At first, Milgrom says, critics said such an auction would be too complicated for the government to run and for bidders to bid. However, he says, "We provided them with software that could keep track of the auction" and showed them that, from a bidder's standpoint, the problem is no different from deciding what to purchase from among thousands of listings on the New York Stock Exchange.
"You look only at those properties you are interested in," Milgrom says. "As long as you have ample time to reconsider your situation before the next round of bidding, then once one license gets too expensive for you, you can switch from bidding on an expensive 30-megahertz band to bidding on a collection of less expensive 10-megahertz bands."

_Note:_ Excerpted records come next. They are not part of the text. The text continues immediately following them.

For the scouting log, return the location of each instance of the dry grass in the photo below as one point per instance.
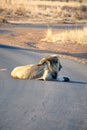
(50, 11)
(78, 36)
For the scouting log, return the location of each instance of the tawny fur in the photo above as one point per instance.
(46, 69)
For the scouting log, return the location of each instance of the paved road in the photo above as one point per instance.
(41, 105)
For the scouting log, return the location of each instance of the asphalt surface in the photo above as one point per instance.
(41, 105)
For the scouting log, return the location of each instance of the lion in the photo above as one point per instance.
(47, 69)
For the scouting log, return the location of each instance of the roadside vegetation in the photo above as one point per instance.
(77, 36)
(64, 11)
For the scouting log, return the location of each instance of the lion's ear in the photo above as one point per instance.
(42, 61)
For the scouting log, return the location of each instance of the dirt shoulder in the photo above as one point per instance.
(30, 38)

To compare the performance of the Milgrom-Wilson design to the government's proposal, Pacific Bell sponsored experimental tests of the two. The experiments show that the government's originally proposed design had a bias toward national bidders. "The national bidders won licenses 92 percent of the time when they were the bidders with the highest values, but they also won 53 percent of the time when the regional bidders had a higher total value." In the simultaneous auction design, the national bidders won 88 percent of the time when their value was higher than the regional bidders but never won when their value was lower.
The simultaneous auction is likely to take longer, Milgrom says, "but so do sales of major companies take a long time. There are billions of dollars at stake here, and there is no reason to rush it when we are talking about permanently affecting the structure of a new industry."